What The Hell Is In That Purse?


Angelyne.  Not dead.  Not anything.

“I don’t do.  I AM.”


For decades now, a creature called Angelyne has been adorning the streets and alleys of Hollywood.  She is completely useless, aside from the occasional joke cracked at her expense about her age, or her vapid personality.  She is now vying for dead Johnny Grant’s spot as Honorary Mayor of Hollywood.  Both were attention whores, she’d be perfect.  Does anyone else think she’s looking more like Dolly these days?



I took this picture in the early 90’s.

November 2010 – Angelyne’s Malibu condo is now on the market.

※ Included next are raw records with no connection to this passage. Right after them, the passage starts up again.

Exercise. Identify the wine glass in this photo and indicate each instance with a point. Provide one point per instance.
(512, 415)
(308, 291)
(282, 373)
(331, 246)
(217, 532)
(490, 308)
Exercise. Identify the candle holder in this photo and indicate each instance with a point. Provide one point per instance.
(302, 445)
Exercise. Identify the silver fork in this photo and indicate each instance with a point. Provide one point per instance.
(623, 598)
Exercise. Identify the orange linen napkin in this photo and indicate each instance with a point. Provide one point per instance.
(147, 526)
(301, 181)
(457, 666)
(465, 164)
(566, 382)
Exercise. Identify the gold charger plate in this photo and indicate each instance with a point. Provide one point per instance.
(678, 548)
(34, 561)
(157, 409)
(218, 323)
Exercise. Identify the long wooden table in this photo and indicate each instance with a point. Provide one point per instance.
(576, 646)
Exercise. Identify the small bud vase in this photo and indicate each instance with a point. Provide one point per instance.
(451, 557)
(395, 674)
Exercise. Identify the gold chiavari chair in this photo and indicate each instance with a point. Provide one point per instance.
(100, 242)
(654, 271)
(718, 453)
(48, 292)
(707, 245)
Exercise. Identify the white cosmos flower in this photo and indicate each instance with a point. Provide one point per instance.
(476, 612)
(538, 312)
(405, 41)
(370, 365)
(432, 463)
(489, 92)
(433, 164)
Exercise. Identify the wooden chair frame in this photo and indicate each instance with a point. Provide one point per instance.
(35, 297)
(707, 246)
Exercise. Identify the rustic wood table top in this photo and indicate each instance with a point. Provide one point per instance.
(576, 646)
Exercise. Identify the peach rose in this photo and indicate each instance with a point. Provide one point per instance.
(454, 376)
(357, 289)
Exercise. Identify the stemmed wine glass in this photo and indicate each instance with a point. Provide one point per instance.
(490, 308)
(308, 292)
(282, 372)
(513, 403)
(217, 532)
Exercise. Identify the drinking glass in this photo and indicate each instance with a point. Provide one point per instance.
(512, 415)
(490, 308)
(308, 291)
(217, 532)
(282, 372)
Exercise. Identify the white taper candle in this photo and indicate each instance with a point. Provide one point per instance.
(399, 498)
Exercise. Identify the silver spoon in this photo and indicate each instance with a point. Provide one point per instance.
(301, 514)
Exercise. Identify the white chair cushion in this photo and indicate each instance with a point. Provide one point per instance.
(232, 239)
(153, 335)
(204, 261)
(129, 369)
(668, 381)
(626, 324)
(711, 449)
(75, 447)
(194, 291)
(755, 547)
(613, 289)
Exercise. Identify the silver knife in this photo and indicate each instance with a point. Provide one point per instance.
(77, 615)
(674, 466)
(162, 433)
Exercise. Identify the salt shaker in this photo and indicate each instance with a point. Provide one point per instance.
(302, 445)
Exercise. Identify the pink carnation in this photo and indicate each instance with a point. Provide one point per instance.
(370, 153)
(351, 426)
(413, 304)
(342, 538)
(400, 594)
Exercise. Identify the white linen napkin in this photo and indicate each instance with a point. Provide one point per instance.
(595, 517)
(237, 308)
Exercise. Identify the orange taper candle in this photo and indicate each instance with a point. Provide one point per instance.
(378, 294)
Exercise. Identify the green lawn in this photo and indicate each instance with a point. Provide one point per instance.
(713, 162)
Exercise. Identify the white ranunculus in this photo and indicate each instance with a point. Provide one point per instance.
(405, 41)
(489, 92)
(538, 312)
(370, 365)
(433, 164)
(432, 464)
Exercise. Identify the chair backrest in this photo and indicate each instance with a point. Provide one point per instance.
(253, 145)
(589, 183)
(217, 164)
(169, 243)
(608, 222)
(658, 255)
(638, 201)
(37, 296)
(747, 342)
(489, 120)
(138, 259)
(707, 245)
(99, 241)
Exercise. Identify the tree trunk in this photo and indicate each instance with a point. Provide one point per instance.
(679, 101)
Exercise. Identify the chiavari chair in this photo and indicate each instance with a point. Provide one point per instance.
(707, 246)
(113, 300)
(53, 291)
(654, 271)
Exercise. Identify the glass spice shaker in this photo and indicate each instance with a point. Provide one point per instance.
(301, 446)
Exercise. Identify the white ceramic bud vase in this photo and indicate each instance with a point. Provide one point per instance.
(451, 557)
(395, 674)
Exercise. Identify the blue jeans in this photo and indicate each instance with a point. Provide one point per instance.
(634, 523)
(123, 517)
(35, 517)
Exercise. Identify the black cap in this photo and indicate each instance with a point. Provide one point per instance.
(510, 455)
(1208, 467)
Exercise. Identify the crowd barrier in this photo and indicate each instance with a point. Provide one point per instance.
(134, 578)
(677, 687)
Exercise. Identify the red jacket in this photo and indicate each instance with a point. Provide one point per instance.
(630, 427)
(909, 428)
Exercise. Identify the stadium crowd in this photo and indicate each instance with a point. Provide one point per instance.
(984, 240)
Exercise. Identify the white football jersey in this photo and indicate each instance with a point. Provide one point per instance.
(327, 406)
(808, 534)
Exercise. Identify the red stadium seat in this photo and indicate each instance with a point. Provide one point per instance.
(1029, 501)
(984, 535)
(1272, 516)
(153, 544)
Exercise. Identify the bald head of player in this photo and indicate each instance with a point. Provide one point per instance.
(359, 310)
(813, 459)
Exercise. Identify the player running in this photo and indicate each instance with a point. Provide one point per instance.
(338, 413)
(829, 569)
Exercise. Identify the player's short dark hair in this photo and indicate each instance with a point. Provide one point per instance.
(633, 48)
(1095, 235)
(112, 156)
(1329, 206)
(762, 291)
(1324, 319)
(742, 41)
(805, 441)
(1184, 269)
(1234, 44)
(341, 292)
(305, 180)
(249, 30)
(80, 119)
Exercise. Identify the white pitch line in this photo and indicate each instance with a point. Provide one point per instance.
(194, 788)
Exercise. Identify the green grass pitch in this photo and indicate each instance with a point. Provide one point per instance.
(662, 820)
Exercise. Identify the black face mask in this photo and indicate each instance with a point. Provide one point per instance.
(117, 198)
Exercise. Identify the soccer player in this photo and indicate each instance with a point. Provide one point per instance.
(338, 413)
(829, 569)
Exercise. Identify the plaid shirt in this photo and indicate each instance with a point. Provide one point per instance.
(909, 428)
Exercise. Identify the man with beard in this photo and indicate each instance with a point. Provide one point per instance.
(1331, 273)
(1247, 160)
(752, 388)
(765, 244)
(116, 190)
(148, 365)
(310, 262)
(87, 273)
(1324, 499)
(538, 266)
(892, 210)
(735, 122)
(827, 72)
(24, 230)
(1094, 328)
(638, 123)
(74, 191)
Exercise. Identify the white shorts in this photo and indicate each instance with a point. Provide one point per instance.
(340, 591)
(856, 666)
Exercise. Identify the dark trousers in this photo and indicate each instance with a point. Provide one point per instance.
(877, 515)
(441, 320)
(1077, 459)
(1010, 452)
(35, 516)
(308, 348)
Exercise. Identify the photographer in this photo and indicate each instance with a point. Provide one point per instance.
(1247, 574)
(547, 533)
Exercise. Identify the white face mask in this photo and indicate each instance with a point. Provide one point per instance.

Her billboards still occasionally grace Hollywood, though she never really has anything to sell.  She just shows up, and is expected to be compensated.  She even has a dog that she rents out.  Poor thing.  Mostly she just drives around town in her pink vette with the custom plates.



The.  End.



However, Angelyne wins.  She set out to become famous, and she has done a good job of it.  She ended up in a few movies like Earth Girls Are Easy, and Volcano, and she was in the credits to Moonlighting.

Because of the revitalization of Hollywood, Angelyne was recently kicked out of her long term office, and she now parks her car in the parking lot next to where I begin my tour.  I spotted her car recently and wondered what the hell she sees every day, while tooling around, so I decided to snap and share.